I believe that Waymo and Cruise have more capable platforms that can more accurately measure the environment at those boundary conditions, where as Tesla's camera only approach more closely mimics human perception. But where do they stand in terms of datasets used for training their models?

It seems like Tesla has a huge advantage in terms of training data by leveraging a fleet of millions of vehicles.

Which is more valuable, experience or technology?

Having ridden the self driving vans from Waymo in Arizona several times, it really does feel like stepping into the future. Although they only cover a specific geographical area, they have really refined the riding experience within it.

George Hotz is 'in the industry' and seems to disagree with you.
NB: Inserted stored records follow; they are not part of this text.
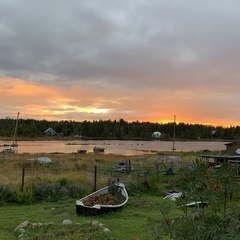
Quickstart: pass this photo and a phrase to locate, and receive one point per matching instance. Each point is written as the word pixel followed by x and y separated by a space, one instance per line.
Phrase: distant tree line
pixel 121 129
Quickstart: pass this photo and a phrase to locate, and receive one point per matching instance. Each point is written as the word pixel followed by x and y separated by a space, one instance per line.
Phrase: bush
pixel 7 195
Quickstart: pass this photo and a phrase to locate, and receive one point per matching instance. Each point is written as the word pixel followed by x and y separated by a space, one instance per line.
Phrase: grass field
pixel 129 222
I have heard others say the same. It seems people who work at Waymo/Cruise are totally convinced by those things.

Different approaches lead to different paths to solutions, I am not convinced that either will be successful and not convinces Waymo/Cruise is ahead.
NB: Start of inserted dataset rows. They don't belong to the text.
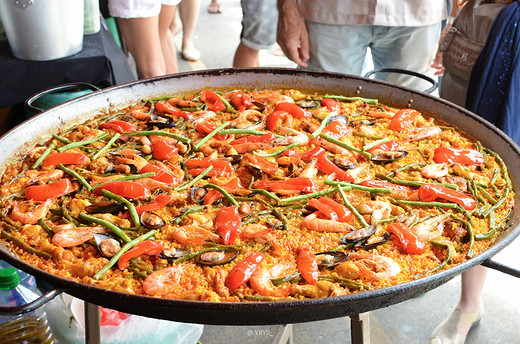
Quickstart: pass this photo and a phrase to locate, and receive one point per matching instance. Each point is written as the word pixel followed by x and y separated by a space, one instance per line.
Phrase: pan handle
pixel 32 109
pixel 501 267
pixel 29 307
pixel 408 72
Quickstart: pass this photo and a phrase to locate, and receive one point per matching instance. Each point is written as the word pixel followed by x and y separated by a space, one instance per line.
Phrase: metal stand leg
pixel 92 326
pixel 283 335
pixel 360 328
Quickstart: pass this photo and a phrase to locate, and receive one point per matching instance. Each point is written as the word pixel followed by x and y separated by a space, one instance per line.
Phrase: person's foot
pixel 215 8
pixel 455 328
Unlike those, Tesla actually makes money and uses the technology stack in more limited forms.

  • If Tesla wants to be serious about self driving cars they should be seeking regulatory approval and running pilot programs with test drivers. Without regulatory approval it’s just a toy, albeit an incredibly dangerous one.

95% is a ridiculous exaggeration. How well can these cars do in the winter? You know, that season we have that can easily keep the ground covered with snow and/or ice for 30% of the year in many cities. I lived in Chicago and it was genuinely difficult to drive for 3-4 months of the year. How well can these cars do during the very rainy hurricane season in Florida?
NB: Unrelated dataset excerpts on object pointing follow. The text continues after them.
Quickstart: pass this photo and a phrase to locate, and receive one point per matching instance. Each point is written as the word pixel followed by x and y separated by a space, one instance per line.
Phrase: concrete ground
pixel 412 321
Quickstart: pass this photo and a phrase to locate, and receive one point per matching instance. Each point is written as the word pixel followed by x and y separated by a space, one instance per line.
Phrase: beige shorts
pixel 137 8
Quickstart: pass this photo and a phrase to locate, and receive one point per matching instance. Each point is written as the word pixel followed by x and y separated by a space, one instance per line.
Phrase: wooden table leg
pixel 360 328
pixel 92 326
Do people who work in this industry actually think they've solved 95% of driving scenarios because their software can manage driving in sunny California, Nevada, and Arizona?

> Everyone in the industry knows that Tesla is nowhere near the tip of the technology. What Tesla does is _fantastic marketing_.

Between one and two years ago, that was my perception too. But the rapid progress I've seen with Tesla FSD Beta over the past couple of years, and over the last year in particular, has forced me to change my mind. (Note: I'm talking only about Tesla's beta software. Tesla's production software is behind by dozens of versions and is without a doubt technologically inferior to Waymo and Cruise.)

Less than two years ago, I would have said FSD Beta could only deal with the "first 95%" too. Now, my perception is that FSD Beta routinely handles the first > 99% and fails only on < 1% of situations. Moreover, the failures have become more graceful -- e.g., the car will stop at intersections perceived as risky and ask the driver to confirm go-ahead by pressing the accelerator. If FSD Beta continues to improve, sooner or later it will cross the threshold at which it becomes safer than most human drivers.

Of course, IF I see new evidence that contradicts my perceptions, I'll change my mind again. There's no shame in changing our minds when the facts disagree with our views. FWIW, I'd love to see videos of Cruise and Waymo vehicles, filmed by tens of thousands of regular consumers driving autonomously on fully unrestricted roads, with zero editorial input from Cruise or Waymo.

With cost of lidar plummeting, I wonder how long it will be before Musk changes his mind.

  • Musk over and over again has shown that if something that he wants is expensive he will invest as much money as required in it to develop and to build it in large quantities. If Musk had thought lidar cost was the big problem, they would be building a lidar giga-factory right now. But they don't because not using lidar wasn't about cost.

    He might be right or wrong about that, but he wouldn't just ignore lidar because its currently on on the market cheaply.

Tesla is far ahead on their ability to train a myriad number of heavy AI models (computer vision) at the same time.

That asset will probably be worth far more than the self driving system.